The new rule requiring financial institutions to get names of people or entities owning 25 percent or more of a corporation and the name of one manager (president or chief executive) is like an instruction manual telling shell corporations to register claiming five owners or entities with 20 percent each. They can stay secret. Or they can use trusts, which can continue to hide their beneficiaries. (For more on this see Financial Times, "US tax havens: The new Switzerland.")

As for the significant manager, Bloomberg reports, in "Obama's Disclosure Rule for Shell Companies Weak, Advocates Say":

If all banks have to find out about their account-holders is one person with managerial control, “that could be a law-firm employee,” Elise Bean, former chief counsel for the U.S. Senate Permanent Subcommittee on Investigations, said during the call. “That could be someone in the British Virgin Islands, someone in the Isle of Man, and that’s really a problem."

Quartz also quotes Bean, in "A design flaw in Obama’s new Panama Papers rule could help shell companies dodge cops and taxes":

The internationally accepted definition of beneficial owner—the actual human who truly gains from the company’s equity—is altered in the law. Under the new rules, anyone who owns less than 25 percent of the company need not be reported, and the appointed president of a shell company can be listed as the beneficial owner.

“That’s kind of the opposite of what the term as has always meant,” Elise Bean, the former chief counsel of the Senate Permanent Subcommittee on Investigations, told reporters last week. “At Mossack Fonseca, they could say, ‘I’m appointing my law firm employee the president of the shell company, and now under US rules, I can name my employee the beneficial owner of that company.’ That just doesn’t make sense.”

That "law-firm employee" could be, for example, an employee of the firm registering the shell corporation.

In addition, the banks are given two years before they begin checking corporations, giving criminals time to shift and adjust their corporations and funds accordingly.

"Weak"

Bloomberg explains the concerns of watchdog groups:

The advocacy groups raised concerns about the rule’s requirement for naming the person who exercises managerial control over a company, rather than the person with effective control.

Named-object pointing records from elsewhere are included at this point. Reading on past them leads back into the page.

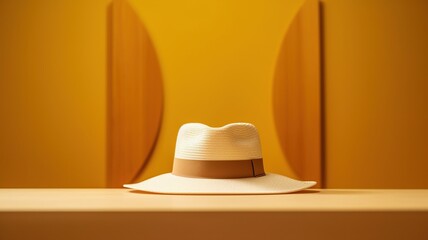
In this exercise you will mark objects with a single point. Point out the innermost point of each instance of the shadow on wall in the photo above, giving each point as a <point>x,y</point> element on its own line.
<point>135,115</point>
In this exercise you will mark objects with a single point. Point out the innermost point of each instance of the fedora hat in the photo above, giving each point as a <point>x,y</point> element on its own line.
<point>224,160</point>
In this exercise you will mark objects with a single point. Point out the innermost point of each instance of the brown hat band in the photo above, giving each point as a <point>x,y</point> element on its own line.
<point>218,169</point>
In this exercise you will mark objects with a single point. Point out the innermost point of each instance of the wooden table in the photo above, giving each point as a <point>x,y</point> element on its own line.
<point>127,214</point>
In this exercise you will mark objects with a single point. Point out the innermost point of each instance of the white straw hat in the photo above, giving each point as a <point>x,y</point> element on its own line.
<point>224,160</point>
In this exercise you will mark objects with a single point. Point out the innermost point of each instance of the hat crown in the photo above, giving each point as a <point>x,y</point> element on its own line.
<point>235,141</point>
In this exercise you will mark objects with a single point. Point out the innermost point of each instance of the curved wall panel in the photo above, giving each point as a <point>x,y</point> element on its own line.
<point>296,94</point>
<point>219,65</point>
<point>136,96</point>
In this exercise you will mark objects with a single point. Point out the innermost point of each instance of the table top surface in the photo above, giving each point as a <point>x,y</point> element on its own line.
<point>125,200</point>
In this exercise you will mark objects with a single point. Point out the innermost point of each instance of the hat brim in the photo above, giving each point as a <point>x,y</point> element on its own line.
<point>268,184</point>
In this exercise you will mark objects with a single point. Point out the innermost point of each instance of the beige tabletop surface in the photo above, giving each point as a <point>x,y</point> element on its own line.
<point>113,200</point>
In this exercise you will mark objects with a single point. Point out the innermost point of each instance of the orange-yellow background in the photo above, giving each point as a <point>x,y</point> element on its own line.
<point>53,101</point>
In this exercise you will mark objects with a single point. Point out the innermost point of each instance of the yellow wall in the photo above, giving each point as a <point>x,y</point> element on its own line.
<point>53,93</point>
<point>376,93</point>
<point>53,84</point>
<point>218,60</point>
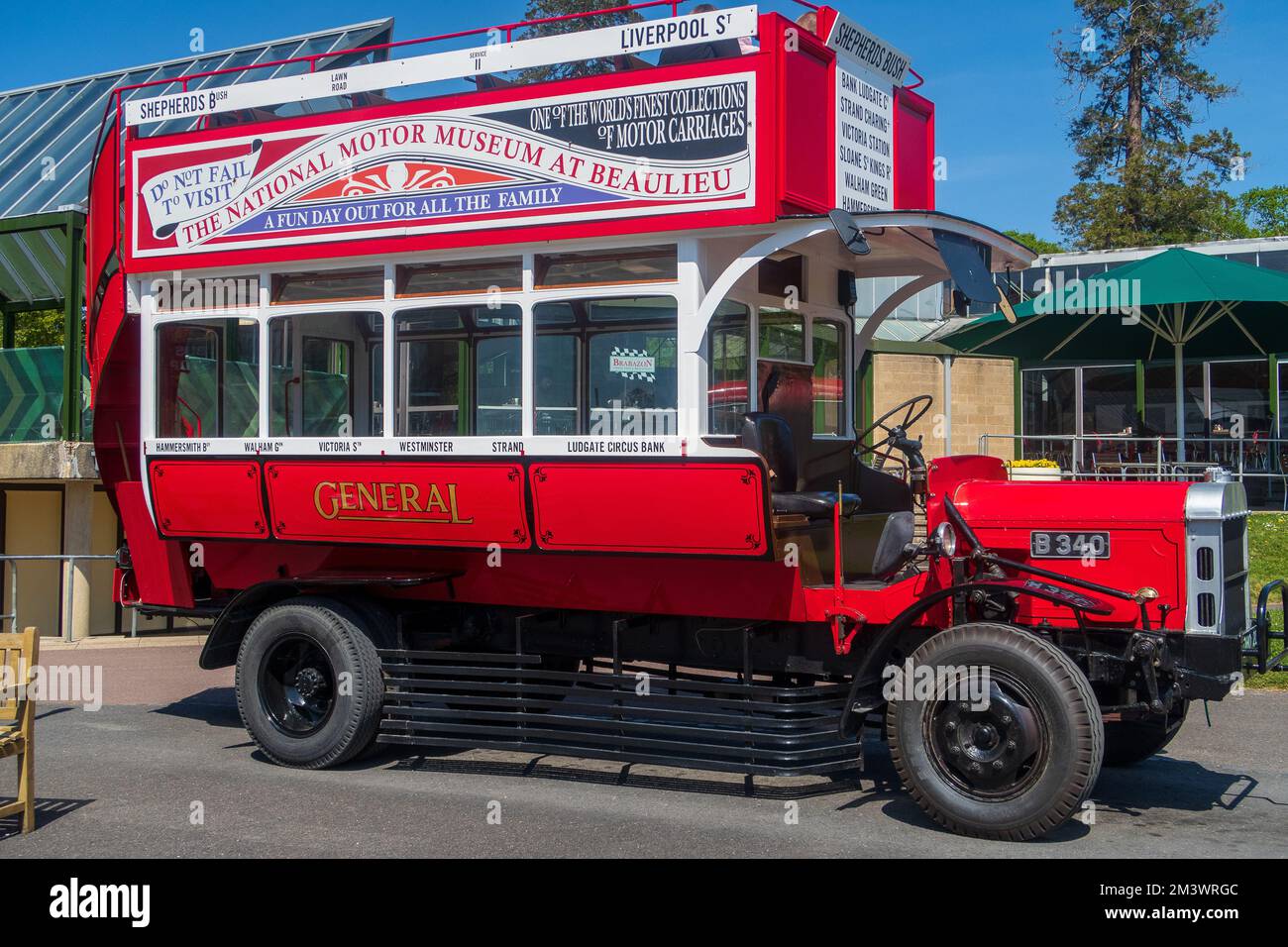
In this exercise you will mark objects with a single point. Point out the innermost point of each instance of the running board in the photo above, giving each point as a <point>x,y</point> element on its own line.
<point>616,711</point>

Under the rule, financial institutions must obtain the names of anyone who owns 25 percent or more of an entity and the name of one person who has significant managerial control, such as a president or chief executive.

That means a group of five criminals could comply with the rule, access the U.S. financial systems and still remain anonymous, if they each took a 20 percent share in a shell company and then hired a nominee to be its president, Ostfeld said.

However,

The U.S. Treasury Department, which finalized the rule on Thursday, disputed that criticism. “A nominee or lawyer working on behalf of a company would not satisfy the requirements,” the agency said in an emailed statement. The rule calls for naming a person with “significant responsibility to control, manage or direct the company,” the statement said.

The Financial Accountability and Corporate Transparency (FACT) Coalition released a statement that read in part:

“The loopholes in the final Treasury rule allow banks to open accounts for companies without having any idea of the identity of the people who ultimately own or control that company. Without this critical information, banks can’t determine whether the people behind the company are on a sanctions list, a drug kingpin list, or are public officials who may be stealing from their countries treasury or trying to stash their bribe money in U.S. banks,” noted Heather Lowe, legal counsel and director of government affairs at Global Financial Integrity.

Mark Hays, a senior policy adviser at Global Witness, adds: “The rule will allow criminals to list managers of shell companies—for example, an employee of a law firm such as Mossack Fonseca, the Panamanian company exposed in the Panama Papers—as the ‘beneficial owner’ of a company.”

Transparency International-USA expresses their concerns in a news release:

While TI-USA supports the efforts of the U.S. Treasury and specifically FinCEN’s efforts to address the need to collect beneficial owner information on the natural persons behind legal entities, the rule has significant gaps.

The rules do not sufficiently capture those who can control an anonymous company because in the definition of “control,” it conflates senior management and executive officers of corporate entities with the beneficial owners. Often officials named in leadership positions in anonymous companies are figureheads and control of the entity is exercised through other means-- a problem highlighted by the recently released Panama Papers. TI-USA proposes that financial institutions focus on capturing information about individuals who exercise control of the legal entity for their due diligence purposes.

The rules also do not extend the requirement to collect beneficial ownership information to accounts established before the rules’ implementation date, creating a major gap in information collected.

Watchdog groups – and law enforcement – have been asking for a crackdown on corporate secrecy for years. The Obama administration sat on these rules. Then after the Panama Papers leak publicized the extent of the problem, they issued rules that many say could actually make the problem worse. What is going on?